Monday
Hello, everyone,
I’m currently working on automating the processing of invoice documents using Decipher IDP.
However, I’ve encountered an issue where data extraction fails for a specific field on the document.
As shown in the screenshot, a bounding box is drawn around the invoice number, but the data itself isn’t extracted.
Interestingly, if I manually click the Refresh Region button, the correct value is extracted with 100% accuracy.
(In other words, the field is correctly read only when someone intervenes to press the Refresh Region button.)
I’d like to know if there’s a way to resolve this issue.
I made a DFD definition like below
ID : FT_1_USER_FIELD
Format : Text
Flags : Assignable, Required, AutoCalculate
Format Expression : ^\d{3}-?\d{2}-?\d{5}$ <---- an expression for tax number
Dependent Items : FT_1_USER_FIELD
Formula : STRREPLACE(FT_1_USER_FIELD, " ", "") <---- Aims To get rid of empty space
If anyone has encountered and solved a similar problem, I’d greatly appreciate your advice. Thank you!
Monday
Hi @Sangjun ,
I would recommend removing the formula and deselecting the Auto-Calculate flag as there is potentially a more efficient way to remove the unwanted space.
You can use the misc parameter "RegexMode" and set it to "2", which uses a fuzzy matching method and can automatically remove unwanted spaces.
You can see in my example where I'm using the expression [A-Z]{2}[0-9]{5} that the space is causing an error.
I then set the Regex Mode to 2.
And retry the same document, this time the space is removed by Decipher.

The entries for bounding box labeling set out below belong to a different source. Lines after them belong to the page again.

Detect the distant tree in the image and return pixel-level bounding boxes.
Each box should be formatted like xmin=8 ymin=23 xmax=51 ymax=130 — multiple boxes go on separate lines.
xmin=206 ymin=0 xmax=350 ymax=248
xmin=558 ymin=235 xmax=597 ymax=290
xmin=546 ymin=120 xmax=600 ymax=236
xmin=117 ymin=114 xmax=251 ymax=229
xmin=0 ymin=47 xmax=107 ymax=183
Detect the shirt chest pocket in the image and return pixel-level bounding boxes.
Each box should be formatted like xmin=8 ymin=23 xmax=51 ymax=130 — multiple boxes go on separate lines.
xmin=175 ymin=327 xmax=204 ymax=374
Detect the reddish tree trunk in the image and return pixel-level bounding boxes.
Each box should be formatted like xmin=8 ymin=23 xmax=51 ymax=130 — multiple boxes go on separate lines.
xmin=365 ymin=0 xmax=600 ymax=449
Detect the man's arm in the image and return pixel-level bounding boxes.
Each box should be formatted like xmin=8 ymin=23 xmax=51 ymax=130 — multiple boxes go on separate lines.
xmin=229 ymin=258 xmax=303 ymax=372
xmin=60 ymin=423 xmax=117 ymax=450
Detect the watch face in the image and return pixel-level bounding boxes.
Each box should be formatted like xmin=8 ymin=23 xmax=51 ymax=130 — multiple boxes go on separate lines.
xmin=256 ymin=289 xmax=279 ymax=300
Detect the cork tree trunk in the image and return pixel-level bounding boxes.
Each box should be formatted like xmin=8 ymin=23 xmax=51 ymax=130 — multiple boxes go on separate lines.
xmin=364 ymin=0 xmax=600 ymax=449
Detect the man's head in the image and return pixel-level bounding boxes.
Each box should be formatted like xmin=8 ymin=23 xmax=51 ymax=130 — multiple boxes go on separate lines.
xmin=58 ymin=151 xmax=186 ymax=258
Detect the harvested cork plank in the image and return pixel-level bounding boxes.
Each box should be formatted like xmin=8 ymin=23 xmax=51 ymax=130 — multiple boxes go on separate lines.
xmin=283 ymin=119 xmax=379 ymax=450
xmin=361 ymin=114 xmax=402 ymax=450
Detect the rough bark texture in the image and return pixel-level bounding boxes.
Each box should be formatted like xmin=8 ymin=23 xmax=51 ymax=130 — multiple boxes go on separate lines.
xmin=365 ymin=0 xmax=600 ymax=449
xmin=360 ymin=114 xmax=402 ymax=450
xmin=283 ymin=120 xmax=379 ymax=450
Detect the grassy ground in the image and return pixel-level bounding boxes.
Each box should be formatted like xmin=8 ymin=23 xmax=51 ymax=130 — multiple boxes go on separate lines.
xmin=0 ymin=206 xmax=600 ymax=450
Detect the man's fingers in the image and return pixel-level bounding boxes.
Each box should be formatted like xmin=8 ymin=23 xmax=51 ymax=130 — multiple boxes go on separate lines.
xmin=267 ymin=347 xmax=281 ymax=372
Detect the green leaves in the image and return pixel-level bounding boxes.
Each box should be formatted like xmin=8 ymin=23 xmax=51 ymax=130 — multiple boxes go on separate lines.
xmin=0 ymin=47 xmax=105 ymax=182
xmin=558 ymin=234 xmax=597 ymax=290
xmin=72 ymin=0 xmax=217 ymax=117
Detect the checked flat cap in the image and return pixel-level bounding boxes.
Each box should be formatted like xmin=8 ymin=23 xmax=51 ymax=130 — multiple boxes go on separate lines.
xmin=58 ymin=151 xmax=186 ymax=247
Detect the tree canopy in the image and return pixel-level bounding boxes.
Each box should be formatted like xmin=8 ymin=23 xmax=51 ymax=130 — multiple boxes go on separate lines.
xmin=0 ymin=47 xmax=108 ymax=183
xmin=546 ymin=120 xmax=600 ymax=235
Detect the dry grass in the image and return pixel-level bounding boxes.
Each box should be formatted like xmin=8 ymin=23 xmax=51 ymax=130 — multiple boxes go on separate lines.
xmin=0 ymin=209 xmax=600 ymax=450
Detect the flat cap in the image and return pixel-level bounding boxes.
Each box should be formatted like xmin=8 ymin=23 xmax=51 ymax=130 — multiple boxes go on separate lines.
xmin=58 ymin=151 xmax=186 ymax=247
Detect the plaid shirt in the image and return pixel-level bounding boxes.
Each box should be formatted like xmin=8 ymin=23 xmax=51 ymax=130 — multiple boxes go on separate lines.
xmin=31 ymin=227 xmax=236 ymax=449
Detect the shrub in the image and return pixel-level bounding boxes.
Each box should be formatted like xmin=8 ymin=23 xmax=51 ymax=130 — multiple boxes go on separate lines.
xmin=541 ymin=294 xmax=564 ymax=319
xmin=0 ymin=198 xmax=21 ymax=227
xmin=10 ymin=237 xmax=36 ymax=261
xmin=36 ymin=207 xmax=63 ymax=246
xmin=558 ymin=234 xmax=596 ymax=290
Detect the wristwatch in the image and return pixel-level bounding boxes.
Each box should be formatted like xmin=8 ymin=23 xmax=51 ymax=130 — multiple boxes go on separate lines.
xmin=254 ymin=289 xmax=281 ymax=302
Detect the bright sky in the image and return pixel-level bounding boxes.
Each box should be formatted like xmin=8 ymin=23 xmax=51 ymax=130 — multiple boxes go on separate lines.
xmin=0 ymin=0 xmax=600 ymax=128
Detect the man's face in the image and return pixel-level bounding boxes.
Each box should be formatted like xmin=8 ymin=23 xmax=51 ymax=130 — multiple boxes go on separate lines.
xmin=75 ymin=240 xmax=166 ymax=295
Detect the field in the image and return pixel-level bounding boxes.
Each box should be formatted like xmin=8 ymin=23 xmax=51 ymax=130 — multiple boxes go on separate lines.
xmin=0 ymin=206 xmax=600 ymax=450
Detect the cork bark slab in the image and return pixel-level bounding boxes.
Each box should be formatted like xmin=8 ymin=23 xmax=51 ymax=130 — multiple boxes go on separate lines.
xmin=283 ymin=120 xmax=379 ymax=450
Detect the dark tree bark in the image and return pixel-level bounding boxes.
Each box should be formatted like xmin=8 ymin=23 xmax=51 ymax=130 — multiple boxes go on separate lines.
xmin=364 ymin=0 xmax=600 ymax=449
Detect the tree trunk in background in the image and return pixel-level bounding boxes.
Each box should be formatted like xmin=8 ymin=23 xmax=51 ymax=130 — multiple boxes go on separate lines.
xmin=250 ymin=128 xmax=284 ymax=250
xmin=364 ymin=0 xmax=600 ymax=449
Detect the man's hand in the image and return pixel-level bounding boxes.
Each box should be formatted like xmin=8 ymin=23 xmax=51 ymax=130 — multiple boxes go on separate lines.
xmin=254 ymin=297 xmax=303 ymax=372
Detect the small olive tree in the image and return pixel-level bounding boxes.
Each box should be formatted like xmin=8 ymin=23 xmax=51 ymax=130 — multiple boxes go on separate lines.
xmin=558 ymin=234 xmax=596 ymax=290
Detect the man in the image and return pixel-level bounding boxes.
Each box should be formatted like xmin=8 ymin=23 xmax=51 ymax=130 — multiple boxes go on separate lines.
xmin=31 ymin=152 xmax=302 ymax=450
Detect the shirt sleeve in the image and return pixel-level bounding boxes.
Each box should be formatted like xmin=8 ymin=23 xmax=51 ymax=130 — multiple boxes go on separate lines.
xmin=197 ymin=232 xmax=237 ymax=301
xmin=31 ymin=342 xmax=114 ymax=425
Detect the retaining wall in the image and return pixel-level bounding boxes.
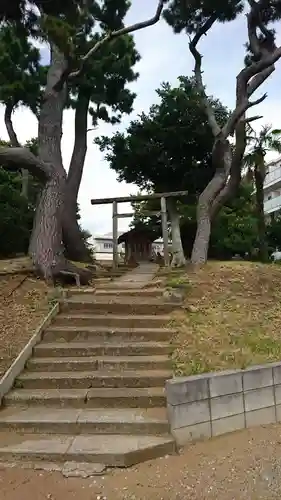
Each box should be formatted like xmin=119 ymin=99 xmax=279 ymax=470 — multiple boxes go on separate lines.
xmin=166 ymin=362 xmax=281 ymax=446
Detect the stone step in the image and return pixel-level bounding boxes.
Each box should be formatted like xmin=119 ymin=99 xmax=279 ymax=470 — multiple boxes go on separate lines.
xmin=43 ymin=324 xmax=175 ymax=343
xmin=0 ymin=432 xmax=175 ymax=467
xmin=95 ymin=290 xmax=165 ymax=298
xmin=65 ymin=290 xmax=166 ymax=298
xmin=26 ymin=356 xmax=171 ymax=372
xmin=0 ymin=406 xmax=169 ymax=435
xmin=15 ymin=370 xmax=172 ymax=389
xmin=53 ymin=312 xmax=171 ymax=329
xmin=4 ymin=387 xmax=166 ymax=409
xmin=60 ymin=294 xmax=175 ymax=315
xmin=33 ymin=340 xmax=173 ymax=358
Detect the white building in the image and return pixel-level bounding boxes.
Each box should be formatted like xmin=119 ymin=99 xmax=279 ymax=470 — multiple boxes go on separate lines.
xmin=92 ymin=231 xmax=164 ymax=260
xmin=264 ymin=156 xmax=281 ymax=217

Ensure you test this with other documents as other characters can be replaced e.g. o can be changed to 0.
Also when using a formula like this, it's best to use the special variable SELF e.g. STRREPLACE(SELF, " ", "").
Kind Regards
yesterday
Dear Ben Lyons,
Even after applying the method you suggested, the issue has not been resolved.
When I create a new DFD specification and test it with only the StrictPosition=On option, the region with the rectangular border is formed, but the issue of not capturing the tax number inside remains the same.
The resolution of the PDF file seems fine, and I believe the data is of a vector type,
but I am unsure why this issue is occurring.
yesterday
Anyhow, I am using the method you suggested, Not using formula and Auto-Calculate flag, setting 'RegexMode=2' into Misc-parameters in order to get rid of empty spaces.
yesterday
Hi @Sangjun ,
I have encountered issues similar to what you mentioned. Below are the steps I usually follow. In some cases, I have observed that Decipher can automatically pick up the fields after performing these steps. You can give it a try.
• Take a backup of the training data.
• Delete the existing training data.
• Train the document again. When starting the training process, please select only the “Assignable” flag and remove the formulas and miscellaneous parameters.
Regards,
Athiban
yesterday
Hi @Sangjun ,
I agree that it might be useful to restart your training as a new DFD will use the same training data (unless the segregation option has been selected).
It can also sometimes be that the hyphen character "-" is not the same unicode character read by the pdf extraction or OCR engine. It could be worth trying this expression ^\d{3}.?\d{2}.?\d{5}$ .
Though the first step would certainly be to test it without any expression.
Thanks